After a race that has lasted two years voters will finally have the chance to decide who will replace the country's most unpopular president ever, George W Bush.
The 2008 election has broke records constantly with more people voting in the primaries, more voters than ever registering, more Afro-Americans set to vote and is the first $billion dollar election.
And Barack Obama's campaign has raised more money from more donors and has attracted the most ethnic diverse army of volunteers of any other political campaign in history.
And there are more volunteers giving their time for Barack Obama than in any campaign and the internet has played a massive part in the election.

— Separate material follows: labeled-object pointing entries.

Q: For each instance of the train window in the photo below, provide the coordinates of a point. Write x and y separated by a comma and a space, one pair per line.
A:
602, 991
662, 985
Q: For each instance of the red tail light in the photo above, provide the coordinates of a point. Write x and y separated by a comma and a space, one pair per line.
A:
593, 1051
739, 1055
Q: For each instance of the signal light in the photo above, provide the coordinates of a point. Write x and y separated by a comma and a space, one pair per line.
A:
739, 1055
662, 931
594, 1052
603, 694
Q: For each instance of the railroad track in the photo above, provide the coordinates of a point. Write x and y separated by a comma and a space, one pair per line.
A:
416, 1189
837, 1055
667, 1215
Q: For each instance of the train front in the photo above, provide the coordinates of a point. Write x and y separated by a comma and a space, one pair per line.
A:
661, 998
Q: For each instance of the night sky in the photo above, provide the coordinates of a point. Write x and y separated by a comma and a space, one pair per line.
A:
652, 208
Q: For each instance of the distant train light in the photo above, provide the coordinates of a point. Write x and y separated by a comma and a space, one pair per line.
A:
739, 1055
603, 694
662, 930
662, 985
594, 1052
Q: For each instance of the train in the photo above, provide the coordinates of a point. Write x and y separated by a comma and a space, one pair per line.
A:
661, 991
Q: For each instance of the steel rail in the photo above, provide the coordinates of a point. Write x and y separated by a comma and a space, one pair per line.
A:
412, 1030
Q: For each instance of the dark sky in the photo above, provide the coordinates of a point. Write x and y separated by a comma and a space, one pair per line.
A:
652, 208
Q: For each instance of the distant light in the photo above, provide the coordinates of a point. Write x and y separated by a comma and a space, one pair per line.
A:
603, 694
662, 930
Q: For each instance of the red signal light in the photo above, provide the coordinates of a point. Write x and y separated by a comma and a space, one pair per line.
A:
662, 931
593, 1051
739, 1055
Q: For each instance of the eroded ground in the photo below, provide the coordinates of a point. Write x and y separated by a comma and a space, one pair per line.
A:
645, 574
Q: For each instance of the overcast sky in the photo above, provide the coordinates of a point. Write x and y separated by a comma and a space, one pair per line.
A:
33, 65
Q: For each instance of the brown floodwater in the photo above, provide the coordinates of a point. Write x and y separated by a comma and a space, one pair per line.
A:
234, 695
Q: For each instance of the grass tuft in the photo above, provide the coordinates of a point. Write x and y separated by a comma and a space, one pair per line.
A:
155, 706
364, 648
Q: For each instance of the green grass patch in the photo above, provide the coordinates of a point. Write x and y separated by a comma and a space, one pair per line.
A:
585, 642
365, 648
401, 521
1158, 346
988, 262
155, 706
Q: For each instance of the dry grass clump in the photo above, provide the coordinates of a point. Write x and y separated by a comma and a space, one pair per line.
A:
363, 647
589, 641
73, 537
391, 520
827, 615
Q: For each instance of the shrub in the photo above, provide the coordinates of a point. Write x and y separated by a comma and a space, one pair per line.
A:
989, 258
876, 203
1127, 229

However, In a country where you can buy a cheeseburger within a minute some voters will have to wait for over five hours to cast their vote.
Supporters of both parties will be descending on the polls to prevent either side putting off voters with every precinct a possible flashpoint.
The democrats have sent thousands of lawyers to battleground states to ensure the vote, and consequently, the result is legitimate.
Leland Keel, an attorney from Los Angeles who has flown to observe the election in Miami, said: "I am here to observe and ensure that everyone that is entitled to vote can enjoy that opportunity.
"There have been problems in Florida in the past, including the butterfly ballots and hanging chads in 2000, and in the last election there was mistakes and misdeeds."
Mr Keel, who is giving his time for free, added: "Obama's campaign is making the unprecedented, most comprehensive and to make everybody's vote counts."
Over 20 million have already voted early at polls in 31 states in America and there is already mistakes being made.
Mr Leland added: "Voters are being asked to fill in a bubble on the voting form and are given the opportunity to write a name of a candidate, we are getting a lot of people writing Obama and filling the bubble and these are being spat out by the machines."
With polls pointing to a Barack Obama victory America is on the brink of choosing a mixed race president, just fifty years after the civic rights movement, catapulting the aspirations of every ethnic minority child in the world.
As well as the Presidential election there is a whole slew of other votes and races that will have far reaching effects for millions of Americans.
The are races for congressmen across America including the most dirty campaign in America in Miami.
Gays and lesbians from across America are descending on California in a bid to win a crucial vote that could ban gay marriage in the country's most liberal state.
And Christian Conservatives are pouring cash in to the campaign believing that if California upholds gay marriage then countless other states will sanction same sex marriage.
And in South Dakota voters are being asked to ban abortion unless a woman is raped.
But with the future direction of the biggest economy in the world, the Iraq war, a woman's right to make decisions over her own body, the composition of American's Supreme Court and the hopes of a new generation at stake, the Presidential election is the biggest vote since World War II.